Strengthening Constitutional Self-Government

No Left Turns

Campus centers for the study of good things

Our friend Patrick Deneen gets some love in this WSJ piece describing the movement best exemplified by Robert George’s Madison Center and the unjustly overlooked Ashbrook Center. The article also points to this interesting new source of funding and inspiration.

Discussions - 4 Comments

Joe, just wanted to let you know (since no one else has commented) that this was a very interesting - and hope-inducing - post. Thanks.

’But that does not mean the stem cell debate is about when human life begins. It is a simple and uncontroversial biological fact that a human life begins when an embryo is created. That embryo is human, and it is alive; its human life will last until its death, whether that comes days after conception or many decades later surrounded by children and grandchildren.’

And people on this site attempted to dilute my very same argument on when human life begins by claiming I based my assertions on religion only or claimed that my statements were to be looked askew on due to possible religious assumptions.

Science is clear, human life begins at conception.

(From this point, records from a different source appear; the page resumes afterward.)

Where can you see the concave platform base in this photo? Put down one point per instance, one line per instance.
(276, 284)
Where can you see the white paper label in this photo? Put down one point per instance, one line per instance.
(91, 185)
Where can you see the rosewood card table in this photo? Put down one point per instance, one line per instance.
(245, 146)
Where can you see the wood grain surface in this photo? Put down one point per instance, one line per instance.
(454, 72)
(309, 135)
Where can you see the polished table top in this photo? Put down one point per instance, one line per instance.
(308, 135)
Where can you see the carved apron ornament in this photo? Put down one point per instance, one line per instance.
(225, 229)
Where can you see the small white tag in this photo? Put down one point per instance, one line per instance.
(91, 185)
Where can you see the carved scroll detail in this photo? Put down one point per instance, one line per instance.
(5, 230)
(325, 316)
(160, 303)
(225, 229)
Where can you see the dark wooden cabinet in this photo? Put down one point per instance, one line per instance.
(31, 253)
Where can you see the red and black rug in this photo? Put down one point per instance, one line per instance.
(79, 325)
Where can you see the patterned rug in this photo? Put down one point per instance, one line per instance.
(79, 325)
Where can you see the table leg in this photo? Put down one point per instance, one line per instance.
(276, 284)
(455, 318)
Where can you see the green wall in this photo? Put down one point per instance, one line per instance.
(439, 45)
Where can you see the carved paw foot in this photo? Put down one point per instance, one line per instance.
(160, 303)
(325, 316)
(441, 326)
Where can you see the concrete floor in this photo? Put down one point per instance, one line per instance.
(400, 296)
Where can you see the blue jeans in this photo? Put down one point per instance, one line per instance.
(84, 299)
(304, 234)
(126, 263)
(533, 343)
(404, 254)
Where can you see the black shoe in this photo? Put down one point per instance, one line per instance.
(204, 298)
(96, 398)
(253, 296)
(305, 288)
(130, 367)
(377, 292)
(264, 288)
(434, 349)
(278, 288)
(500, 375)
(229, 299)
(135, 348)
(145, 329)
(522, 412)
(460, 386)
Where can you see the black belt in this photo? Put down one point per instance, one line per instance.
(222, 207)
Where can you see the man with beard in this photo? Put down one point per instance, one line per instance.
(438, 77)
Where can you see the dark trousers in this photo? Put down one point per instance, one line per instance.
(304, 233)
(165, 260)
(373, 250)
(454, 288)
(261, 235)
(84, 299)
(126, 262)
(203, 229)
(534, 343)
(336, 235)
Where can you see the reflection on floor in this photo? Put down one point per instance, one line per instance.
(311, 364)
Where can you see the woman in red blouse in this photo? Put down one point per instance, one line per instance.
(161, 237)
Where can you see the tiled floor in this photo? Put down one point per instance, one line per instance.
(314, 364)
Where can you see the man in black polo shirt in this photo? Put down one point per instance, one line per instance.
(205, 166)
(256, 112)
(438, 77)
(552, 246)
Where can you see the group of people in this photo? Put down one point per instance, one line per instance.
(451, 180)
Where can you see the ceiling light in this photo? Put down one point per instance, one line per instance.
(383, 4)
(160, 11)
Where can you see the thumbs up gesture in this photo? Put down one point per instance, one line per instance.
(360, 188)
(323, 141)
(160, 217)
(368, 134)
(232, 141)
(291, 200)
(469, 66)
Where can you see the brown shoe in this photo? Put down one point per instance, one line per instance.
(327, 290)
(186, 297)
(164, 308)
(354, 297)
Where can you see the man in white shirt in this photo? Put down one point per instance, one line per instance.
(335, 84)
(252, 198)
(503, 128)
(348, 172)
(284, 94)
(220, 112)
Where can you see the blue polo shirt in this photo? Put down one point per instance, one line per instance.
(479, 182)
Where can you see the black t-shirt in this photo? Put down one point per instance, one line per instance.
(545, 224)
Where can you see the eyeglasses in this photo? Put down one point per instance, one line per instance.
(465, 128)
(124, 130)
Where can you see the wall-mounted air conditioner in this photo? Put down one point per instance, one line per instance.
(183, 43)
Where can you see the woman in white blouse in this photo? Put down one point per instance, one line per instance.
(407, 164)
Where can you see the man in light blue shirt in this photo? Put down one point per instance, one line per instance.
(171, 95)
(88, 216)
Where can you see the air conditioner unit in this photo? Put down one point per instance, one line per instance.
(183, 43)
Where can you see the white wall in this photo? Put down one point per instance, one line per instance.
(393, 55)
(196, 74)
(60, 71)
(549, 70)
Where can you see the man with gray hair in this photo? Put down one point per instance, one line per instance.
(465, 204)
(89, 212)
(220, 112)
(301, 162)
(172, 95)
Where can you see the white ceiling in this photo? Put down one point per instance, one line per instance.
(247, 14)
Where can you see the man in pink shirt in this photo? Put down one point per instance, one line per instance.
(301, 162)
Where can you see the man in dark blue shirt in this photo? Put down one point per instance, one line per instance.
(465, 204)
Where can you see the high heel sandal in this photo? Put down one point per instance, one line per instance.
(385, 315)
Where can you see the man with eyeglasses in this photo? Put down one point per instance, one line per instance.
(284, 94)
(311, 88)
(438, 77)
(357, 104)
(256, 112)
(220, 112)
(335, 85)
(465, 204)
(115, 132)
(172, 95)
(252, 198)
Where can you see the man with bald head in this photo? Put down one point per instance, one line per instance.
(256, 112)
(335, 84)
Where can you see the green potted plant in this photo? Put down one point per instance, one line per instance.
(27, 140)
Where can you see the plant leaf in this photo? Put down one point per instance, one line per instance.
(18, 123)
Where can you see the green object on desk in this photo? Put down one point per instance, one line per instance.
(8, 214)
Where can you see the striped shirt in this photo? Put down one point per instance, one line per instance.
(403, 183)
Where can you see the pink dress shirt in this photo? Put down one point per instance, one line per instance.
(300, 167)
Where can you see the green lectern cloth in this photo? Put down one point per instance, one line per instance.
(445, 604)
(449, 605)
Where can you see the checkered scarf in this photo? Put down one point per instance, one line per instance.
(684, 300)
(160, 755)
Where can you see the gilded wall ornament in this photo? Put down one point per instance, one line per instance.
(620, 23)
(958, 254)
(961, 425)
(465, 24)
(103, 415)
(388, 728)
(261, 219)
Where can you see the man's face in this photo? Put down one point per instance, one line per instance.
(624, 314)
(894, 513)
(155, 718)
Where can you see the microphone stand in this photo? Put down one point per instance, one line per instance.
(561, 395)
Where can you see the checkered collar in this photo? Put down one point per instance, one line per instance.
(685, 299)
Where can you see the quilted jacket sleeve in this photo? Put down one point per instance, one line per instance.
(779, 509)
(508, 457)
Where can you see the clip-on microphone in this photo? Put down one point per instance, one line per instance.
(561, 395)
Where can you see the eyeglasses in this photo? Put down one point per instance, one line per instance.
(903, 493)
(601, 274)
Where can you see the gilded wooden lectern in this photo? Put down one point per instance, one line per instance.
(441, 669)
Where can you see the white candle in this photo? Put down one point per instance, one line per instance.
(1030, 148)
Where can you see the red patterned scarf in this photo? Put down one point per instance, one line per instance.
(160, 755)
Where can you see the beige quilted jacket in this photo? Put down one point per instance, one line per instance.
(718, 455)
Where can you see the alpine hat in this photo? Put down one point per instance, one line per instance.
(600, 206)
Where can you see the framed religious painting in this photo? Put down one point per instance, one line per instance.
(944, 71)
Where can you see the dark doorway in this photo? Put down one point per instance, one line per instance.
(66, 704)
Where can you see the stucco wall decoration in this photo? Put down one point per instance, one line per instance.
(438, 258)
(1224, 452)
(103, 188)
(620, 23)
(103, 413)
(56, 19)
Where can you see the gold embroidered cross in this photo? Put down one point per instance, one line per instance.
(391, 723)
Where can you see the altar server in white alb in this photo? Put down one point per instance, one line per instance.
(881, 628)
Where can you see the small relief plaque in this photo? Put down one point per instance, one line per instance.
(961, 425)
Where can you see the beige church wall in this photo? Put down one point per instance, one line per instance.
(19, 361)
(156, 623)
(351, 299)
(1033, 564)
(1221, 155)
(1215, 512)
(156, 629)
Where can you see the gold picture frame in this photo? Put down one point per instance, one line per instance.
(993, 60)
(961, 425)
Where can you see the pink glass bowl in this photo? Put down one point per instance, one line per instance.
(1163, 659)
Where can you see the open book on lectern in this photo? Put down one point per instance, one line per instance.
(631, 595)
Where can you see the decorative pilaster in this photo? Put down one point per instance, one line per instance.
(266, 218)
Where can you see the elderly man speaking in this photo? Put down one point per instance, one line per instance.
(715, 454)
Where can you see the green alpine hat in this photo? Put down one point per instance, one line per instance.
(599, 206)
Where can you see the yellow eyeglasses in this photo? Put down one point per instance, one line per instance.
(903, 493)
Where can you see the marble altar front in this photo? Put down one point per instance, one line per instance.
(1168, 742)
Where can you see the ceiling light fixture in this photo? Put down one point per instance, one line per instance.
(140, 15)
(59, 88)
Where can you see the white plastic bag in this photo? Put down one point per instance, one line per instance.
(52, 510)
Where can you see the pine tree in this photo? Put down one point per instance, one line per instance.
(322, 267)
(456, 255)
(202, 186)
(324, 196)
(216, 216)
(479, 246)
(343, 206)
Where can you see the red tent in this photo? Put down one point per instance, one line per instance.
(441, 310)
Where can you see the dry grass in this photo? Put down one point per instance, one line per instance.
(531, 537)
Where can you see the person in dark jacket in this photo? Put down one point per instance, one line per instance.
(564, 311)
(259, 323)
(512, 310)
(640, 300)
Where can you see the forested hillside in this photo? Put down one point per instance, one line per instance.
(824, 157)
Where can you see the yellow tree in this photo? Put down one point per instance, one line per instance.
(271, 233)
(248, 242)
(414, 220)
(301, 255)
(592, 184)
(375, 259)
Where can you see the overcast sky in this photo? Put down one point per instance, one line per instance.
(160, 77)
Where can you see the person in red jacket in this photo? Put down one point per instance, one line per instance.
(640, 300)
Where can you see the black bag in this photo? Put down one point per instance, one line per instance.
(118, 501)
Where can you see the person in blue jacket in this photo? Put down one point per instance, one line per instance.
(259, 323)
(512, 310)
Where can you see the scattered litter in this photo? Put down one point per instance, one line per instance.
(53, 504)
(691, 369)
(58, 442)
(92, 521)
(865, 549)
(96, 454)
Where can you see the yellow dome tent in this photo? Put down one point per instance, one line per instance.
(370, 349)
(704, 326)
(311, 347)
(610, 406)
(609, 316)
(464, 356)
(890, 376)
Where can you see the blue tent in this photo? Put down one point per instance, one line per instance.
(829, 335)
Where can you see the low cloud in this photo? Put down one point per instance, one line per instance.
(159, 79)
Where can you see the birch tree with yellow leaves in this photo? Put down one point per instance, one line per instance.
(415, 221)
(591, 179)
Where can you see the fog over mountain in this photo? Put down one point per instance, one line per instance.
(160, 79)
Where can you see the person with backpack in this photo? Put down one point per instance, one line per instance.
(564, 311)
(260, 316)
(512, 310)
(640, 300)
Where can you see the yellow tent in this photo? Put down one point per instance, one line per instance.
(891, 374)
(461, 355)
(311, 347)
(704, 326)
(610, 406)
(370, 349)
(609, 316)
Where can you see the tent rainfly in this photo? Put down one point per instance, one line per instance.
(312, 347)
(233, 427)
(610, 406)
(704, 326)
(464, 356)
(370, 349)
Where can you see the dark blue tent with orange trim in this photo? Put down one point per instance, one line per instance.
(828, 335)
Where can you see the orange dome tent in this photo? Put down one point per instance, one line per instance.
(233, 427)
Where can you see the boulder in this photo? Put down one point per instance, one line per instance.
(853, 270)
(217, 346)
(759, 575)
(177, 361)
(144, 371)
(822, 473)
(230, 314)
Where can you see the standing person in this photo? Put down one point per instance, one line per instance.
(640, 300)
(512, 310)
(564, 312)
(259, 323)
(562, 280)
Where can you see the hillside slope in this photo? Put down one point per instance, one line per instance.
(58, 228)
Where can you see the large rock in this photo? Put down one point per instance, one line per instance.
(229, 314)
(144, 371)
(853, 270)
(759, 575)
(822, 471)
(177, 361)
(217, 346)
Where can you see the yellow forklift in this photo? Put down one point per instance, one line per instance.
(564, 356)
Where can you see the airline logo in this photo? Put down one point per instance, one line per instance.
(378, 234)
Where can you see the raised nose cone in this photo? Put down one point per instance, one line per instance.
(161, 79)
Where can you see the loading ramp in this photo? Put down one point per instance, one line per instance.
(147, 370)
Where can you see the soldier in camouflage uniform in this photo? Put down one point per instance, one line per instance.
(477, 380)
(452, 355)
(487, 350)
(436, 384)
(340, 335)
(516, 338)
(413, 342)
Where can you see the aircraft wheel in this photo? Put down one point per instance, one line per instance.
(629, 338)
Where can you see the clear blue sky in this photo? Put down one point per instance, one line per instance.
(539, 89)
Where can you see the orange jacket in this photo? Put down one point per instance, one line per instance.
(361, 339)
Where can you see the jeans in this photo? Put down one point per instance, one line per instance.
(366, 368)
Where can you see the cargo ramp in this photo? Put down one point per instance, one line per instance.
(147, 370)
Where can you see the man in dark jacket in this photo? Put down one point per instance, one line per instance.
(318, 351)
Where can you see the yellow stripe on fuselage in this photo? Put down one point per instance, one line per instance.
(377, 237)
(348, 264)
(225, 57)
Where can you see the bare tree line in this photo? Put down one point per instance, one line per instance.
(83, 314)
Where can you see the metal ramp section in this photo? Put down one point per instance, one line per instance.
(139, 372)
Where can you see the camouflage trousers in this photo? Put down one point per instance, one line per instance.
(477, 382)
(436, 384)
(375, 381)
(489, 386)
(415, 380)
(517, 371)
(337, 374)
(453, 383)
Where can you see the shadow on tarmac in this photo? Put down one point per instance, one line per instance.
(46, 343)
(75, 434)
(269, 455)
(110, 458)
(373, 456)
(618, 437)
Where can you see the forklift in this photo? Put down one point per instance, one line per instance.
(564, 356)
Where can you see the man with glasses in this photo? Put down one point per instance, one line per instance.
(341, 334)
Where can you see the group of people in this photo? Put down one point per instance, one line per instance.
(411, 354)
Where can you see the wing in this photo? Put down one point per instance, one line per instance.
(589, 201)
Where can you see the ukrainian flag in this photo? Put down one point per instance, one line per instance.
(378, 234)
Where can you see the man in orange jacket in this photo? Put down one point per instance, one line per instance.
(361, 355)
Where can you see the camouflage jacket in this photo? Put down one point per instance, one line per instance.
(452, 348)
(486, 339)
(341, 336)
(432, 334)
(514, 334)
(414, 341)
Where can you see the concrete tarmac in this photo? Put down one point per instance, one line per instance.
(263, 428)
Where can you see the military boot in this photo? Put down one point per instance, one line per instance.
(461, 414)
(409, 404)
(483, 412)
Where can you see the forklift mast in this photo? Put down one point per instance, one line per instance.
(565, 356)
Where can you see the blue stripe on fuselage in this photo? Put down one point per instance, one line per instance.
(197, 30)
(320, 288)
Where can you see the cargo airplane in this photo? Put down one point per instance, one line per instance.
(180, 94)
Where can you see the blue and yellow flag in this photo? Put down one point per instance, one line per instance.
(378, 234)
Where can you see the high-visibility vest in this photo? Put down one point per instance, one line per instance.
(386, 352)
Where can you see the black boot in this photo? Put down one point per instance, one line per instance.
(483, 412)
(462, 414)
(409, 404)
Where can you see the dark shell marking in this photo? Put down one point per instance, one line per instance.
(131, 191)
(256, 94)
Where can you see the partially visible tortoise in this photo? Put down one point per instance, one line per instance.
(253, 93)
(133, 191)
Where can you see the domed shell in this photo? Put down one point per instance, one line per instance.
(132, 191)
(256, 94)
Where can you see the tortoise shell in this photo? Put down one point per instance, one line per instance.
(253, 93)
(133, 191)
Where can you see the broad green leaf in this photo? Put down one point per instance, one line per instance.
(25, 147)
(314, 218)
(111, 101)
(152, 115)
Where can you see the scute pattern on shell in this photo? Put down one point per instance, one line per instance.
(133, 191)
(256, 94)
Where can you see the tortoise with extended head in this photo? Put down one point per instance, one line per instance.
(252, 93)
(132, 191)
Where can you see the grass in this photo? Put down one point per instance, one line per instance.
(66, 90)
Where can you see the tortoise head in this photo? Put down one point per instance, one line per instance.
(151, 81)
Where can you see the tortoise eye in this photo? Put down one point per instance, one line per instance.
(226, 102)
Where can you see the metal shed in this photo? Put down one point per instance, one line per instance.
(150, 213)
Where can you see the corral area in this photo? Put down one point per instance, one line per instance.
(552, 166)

The debate is and always has been on whether we deem that new human life the right to live or not.

Roe v. Wade emphatically stated no, we do not.

Proponents of embryonic stem cell research emphatically state no, we do not.

Yet, the science is clear, we all begin with conception and it is good that some religions agree with basic human embryology.

It is sad that even educated doctors and scientists forget their basics.

Formatted version ...

’But that does not mean the stem cell debate is about when human life begins. It is a simple and uncontroversial biological fact that a human life begins when an embryo is created. That embryo is human, and it is alive; its human life will last until its death, whether that comes days after conception or many decades later surrounded by children and grandchildren.’

And people on this site attempted to dilute my very same argument on when human life begins by claiming I based my assertions on religion only or claimed that my statements were to be looked askew on due to possible religious assumptions.

Science is clear, human life begins at conception.

The debate is and always has been on whether we deem that new human life the right to live or not.

Roe v. Wade emphatically stated no, we do not.

Proponents of embryonic stem cell research emphatically state no, we do not.

Yet, the science is clear, we all begin with conception and it is good that some religions agree with basic human embryology.

Well, it appears my comments are on the wrong thread. Sorry.